Bu solun kalesi tespiti üçüncü kez yapılıyor Alaaddin Yılmaz tarafından.

Şimdi,

Bolu'nun solun kalesi olduğu tespitine katıldığımızı hemen baştan söyleyelim.

Doğrudur 1970'li yıllardan bu yana Devrimci Gençliğin mücadeleleri Öğretmen hareketi, DİSK Maden-İş, Çimse-İş, Orman köylüleri ve her türlü baskıya karşın bu örgütlenmelerin kitle bağlarının yok edilememesi, şehrimizin sola demokrasiye açık, cumhuriyetin temel değerlerini savunan niteliğini bugünlere kadar taşımıştır.

Alaaddin Yılmaz'ın ikide bir de "Bolu solun kalesi olmaktan çıkacak" söylemi ile Bolu seçmenleri nezdinde AKP'de bir kemikleşme yaratma çabasındadır.
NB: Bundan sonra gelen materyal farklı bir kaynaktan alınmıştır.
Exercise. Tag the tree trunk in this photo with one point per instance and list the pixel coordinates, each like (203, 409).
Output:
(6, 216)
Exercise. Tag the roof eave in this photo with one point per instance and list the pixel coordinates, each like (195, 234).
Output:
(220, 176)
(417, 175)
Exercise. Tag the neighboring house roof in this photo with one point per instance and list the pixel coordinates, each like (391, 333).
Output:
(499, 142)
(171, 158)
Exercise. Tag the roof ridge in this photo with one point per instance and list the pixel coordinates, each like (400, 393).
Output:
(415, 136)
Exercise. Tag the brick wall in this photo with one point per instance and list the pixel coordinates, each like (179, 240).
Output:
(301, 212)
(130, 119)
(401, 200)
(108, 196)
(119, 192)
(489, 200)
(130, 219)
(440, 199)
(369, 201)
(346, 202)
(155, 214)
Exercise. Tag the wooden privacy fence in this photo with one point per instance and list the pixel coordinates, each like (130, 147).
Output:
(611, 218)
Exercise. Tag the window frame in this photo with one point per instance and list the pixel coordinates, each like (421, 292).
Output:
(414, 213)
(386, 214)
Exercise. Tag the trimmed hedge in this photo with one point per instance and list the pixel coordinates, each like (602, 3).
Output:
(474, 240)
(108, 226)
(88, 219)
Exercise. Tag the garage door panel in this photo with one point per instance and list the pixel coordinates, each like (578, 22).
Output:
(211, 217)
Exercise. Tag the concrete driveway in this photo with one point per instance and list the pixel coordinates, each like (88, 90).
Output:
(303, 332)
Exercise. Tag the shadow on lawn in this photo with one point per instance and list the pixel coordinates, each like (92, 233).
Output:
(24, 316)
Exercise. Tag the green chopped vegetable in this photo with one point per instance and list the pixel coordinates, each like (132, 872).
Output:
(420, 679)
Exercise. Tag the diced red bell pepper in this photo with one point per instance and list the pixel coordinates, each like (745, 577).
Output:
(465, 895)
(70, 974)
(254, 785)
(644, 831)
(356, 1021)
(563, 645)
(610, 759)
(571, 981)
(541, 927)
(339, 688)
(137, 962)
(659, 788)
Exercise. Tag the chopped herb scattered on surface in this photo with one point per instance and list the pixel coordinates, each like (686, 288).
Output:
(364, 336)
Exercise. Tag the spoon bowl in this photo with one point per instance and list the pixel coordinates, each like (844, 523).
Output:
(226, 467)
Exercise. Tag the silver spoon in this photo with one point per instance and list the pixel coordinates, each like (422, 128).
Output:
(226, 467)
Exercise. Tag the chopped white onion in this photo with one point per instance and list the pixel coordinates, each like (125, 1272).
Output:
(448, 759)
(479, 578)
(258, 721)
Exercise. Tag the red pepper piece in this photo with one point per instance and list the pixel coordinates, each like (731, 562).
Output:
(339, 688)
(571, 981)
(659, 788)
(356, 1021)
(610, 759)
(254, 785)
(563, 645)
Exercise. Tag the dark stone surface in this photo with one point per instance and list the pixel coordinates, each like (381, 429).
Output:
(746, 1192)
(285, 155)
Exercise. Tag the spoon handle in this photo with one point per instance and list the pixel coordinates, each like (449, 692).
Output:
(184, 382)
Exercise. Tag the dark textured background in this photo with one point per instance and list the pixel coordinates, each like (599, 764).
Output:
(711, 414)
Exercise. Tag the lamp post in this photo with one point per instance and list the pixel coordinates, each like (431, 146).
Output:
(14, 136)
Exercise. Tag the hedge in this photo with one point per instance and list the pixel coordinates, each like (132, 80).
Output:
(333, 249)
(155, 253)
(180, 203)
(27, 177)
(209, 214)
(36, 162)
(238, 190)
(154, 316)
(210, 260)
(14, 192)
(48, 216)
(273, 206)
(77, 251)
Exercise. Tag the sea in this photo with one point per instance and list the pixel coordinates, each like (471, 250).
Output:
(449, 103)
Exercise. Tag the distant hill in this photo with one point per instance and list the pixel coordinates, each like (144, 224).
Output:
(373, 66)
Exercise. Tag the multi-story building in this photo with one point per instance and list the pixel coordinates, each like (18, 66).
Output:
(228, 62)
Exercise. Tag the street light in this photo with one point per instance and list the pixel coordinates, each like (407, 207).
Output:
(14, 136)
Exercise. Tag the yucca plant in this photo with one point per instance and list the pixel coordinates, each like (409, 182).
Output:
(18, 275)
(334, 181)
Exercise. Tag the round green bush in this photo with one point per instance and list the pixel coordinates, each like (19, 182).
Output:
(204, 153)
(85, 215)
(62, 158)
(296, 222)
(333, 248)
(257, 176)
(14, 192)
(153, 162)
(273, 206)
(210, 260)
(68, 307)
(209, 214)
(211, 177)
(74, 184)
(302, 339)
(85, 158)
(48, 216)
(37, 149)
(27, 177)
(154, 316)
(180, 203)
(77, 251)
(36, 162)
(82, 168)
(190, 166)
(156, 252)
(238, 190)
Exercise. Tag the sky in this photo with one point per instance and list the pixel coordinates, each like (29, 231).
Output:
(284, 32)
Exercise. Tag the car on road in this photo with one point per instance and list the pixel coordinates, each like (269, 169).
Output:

Bu Celal Bayar'ın sağı provoke etmek için 70'li yıllarda sıkça ifade ettiği "Bu kış komünizm gelecek." aldatmacasından başka bir şey değildir.

Bilindiği gibi bir sonbahar günü 12.Eylül.1980'de komünizm değil, 12 Eylül faşistleri darbe yaparak iktidara gelmişlerdir..." 10.Mart.2009

Bu seçim taktiğine oldukça benzer şekilde bu kez Ankara'da bil-boardlar "Gökçek gidecek, sol gelecek" afişleri ile doldurulur.

Sloganların sahibi belli değildir.

Afişler ortada kalmıştır.

Kimse sahiplenmez.

CHP ve adayı Karayalçın ardı ardına açıklamalar yaparlar.

"Haşa, biz demedik öyle bir şey."

Afişler ortada kalmıştır.

Böyle bir durumda "yuh yani" sözü yeterli değildir.

Afişleri CHP yaptırmamış olabilir.

CHP sol sözcüğünden korkuyor olabilir.

Ama Ankara Tuzluçayır semtine seçim çalışmasına gittiği zaman CHP solcudur, Dışkapı'nın muhafazakar semtinde ise karambolcüdür.

CHP bu 29 Mart 2009 seçimlerinde 44 yıl öncesinden daha geriye düşmüştür.

İkinci genel Başkanları İsmet İnönü'nün kendilerine emanetine sahip çıkamamışlardır.

1965 yılında Adalet Partisinin "Ortanın solu-Moskova'nın yolu" çirkin sloganına karşı çıkan İsmet İnönü ısrarla ortanın solunda olduklarını ifade etmekten kaçınmamıştı.

Ardından gelenler "evet bil-boardlara o reklamları biz vermedik ama verenin cebine, ağzına sağlık."

"Gökçek Gidecek Sol gelecek."

Diyemediler.

Seçimlerden sonra şapkayı önümüze koyup bir kez daha düşünme zamanı.

Tabii "son bir kez daha" CHP'ye oy verecekler açısından.